通信要件のレビューをする際、この観点がテンプレートのようになっています。
ただ、この観点――どんな変更にもそのまま当てはめていいのか?という事例がありました。
あるレビューのすれ違い
通信要件の設計変更で、
「あるサーバからあるサーバへの通信をブロックする」という変更のレビュー依頼がありました。
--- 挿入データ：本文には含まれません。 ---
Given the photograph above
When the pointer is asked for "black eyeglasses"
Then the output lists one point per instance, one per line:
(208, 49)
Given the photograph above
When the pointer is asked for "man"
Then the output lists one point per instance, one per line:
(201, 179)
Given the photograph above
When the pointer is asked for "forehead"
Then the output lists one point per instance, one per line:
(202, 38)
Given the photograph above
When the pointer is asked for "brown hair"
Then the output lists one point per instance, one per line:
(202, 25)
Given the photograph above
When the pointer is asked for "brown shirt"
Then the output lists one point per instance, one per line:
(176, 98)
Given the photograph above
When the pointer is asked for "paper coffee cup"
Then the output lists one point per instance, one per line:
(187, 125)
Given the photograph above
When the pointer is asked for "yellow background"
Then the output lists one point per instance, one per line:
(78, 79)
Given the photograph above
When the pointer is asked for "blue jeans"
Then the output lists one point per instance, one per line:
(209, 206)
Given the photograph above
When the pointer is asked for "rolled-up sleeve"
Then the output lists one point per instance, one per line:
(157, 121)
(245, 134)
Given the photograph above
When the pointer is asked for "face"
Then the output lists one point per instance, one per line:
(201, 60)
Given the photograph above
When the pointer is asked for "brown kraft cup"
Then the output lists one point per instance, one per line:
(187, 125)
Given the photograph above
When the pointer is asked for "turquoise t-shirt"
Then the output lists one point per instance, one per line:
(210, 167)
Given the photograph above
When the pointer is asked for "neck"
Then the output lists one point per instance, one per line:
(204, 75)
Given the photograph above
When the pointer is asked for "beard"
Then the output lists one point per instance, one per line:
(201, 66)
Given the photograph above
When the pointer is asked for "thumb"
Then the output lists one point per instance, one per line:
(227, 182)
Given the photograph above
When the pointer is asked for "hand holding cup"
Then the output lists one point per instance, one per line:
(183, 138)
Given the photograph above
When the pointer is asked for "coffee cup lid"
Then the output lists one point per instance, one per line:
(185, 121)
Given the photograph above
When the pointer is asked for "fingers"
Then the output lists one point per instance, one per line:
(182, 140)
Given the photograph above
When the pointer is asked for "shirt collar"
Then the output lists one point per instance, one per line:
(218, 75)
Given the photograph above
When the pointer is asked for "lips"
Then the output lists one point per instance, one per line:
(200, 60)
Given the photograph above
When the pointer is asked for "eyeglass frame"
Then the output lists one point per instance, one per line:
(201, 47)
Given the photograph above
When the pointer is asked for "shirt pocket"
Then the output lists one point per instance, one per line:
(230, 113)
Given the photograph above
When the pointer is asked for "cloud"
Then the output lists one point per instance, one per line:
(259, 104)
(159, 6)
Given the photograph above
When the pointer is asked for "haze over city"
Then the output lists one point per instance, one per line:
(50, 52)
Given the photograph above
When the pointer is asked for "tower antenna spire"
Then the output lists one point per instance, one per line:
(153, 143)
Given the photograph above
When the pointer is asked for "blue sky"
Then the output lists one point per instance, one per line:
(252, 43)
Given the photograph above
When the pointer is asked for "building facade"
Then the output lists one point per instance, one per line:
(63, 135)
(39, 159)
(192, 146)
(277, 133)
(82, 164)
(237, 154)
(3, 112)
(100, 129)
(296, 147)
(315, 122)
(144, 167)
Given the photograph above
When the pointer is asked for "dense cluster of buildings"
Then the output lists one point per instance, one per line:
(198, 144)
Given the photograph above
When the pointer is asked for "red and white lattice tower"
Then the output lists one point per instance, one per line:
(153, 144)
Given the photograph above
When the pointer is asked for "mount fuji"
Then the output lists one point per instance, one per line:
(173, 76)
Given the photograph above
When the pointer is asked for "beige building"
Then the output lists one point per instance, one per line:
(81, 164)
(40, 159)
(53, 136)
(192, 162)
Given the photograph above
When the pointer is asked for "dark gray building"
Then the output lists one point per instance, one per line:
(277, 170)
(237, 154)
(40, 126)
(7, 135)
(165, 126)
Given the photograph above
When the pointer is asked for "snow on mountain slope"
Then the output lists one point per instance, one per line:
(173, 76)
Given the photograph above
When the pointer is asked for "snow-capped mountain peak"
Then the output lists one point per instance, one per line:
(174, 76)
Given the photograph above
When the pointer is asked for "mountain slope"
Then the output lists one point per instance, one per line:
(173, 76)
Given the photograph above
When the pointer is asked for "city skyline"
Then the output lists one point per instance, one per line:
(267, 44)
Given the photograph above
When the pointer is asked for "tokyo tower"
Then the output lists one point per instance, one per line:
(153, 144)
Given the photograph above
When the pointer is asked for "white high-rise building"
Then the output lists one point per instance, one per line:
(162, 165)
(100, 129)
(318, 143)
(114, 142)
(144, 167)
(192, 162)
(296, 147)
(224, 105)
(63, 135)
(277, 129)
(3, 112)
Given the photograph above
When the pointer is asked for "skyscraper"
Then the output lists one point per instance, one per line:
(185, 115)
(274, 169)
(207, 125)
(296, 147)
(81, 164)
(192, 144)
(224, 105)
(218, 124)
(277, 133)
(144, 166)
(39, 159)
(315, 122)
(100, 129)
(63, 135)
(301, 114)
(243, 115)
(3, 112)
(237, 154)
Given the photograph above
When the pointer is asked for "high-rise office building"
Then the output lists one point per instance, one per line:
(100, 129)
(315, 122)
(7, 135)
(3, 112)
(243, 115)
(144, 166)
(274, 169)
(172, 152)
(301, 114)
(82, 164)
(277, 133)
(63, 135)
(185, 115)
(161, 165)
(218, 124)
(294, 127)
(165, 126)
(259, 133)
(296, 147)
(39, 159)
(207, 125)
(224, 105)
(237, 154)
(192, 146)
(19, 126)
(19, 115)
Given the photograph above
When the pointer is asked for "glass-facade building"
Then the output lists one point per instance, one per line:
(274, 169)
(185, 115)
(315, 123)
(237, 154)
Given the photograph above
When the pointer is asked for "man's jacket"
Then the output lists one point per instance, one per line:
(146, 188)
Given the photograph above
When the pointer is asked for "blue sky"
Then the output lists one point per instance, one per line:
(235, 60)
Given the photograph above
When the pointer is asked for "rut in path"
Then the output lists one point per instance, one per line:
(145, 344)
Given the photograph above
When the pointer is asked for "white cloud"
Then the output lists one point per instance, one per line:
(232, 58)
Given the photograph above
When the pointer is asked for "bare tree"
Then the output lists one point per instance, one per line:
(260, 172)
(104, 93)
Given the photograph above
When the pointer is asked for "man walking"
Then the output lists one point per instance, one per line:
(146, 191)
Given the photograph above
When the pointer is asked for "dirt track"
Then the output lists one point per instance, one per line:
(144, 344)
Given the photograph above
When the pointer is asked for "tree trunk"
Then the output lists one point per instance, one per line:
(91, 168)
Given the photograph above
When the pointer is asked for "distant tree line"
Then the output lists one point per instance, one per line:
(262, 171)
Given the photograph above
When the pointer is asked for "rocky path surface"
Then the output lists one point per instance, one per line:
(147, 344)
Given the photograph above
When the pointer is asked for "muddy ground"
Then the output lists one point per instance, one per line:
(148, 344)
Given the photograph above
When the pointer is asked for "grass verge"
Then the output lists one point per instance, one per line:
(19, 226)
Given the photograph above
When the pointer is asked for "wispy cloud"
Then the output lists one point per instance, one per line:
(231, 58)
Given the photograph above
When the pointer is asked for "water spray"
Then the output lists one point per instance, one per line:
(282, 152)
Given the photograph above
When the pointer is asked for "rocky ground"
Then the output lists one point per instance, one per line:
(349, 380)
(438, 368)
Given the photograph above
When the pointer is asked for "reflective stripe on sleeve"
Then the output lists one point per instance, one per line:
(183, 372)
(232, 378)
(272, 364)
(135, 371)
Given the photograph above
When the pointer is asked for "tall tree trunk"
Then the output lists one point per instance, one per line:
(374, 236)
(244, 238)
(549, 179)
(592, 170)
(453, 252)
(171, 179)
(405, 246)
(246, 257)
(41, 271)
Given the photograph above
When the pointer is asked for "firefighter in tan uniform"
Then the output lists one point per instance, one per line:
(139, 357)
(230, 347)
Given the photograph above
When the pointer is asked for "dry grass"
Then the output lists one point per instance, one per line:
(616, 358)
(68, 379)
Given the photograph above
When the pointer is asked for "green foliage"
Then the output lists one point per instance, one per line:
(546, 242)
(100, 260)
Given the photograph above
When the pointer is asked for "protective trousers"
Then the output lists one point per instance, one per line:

そのレビューを担当した人は、次のように判断していました。
通信元・通信先・ポートが必要最低限になっているためOK
一見、正しそうに見えます。
ですが、この判断には重要な前提の抜けがありました。
何が問題だったのか
今回の変更は「通信を許可する」のではなく、「通信をブロックする」変更だったのです。
つまり本来見るべきなのは、
- 本当にブロックして問題ない通信なのか
- 業務影響はないのか
- 想定外の通信まで巻き込んでいないか
といった観点です。
しかしレビューでは、「許可ルールの最小化」といういつものテンプレートが適用されてしまっていました。
レビューは“チェックリスト”ではない
この事例の本質はシンプルです。
レビュー観点は固定ではなく、変更の文脈によって変わるということです。
- 許可(Allow)を追加する場合
→ 不要な通信が開いていないか(最小化) - 許可を削除・ブロック(Deny)する場合
→ 必要な通信まで止めていないか(影響範囲)
同じ「通信設定のレビュー」でも、
見るべきポイントは真逆になります。
「設計書が読める」とはどういうことか
設計書レビューで重要なのは、
単にパラメータを確認することではありません。
- この変更は何をしたいのか
- なぜこの変更が必要なのか
- どんなリスクがあるのか
といった意図や文脈を読み取ることです。
これができて初めて、適切なレビュー観点を選ぶことができます。
まとめ
- レビュー観点はチェックリストとして固定化してはいけない
- 同じ項目でも「許可」と「ブロック」で見るべきポイントは変わる
- 設計書レビューで重要なのは“意図を読む力”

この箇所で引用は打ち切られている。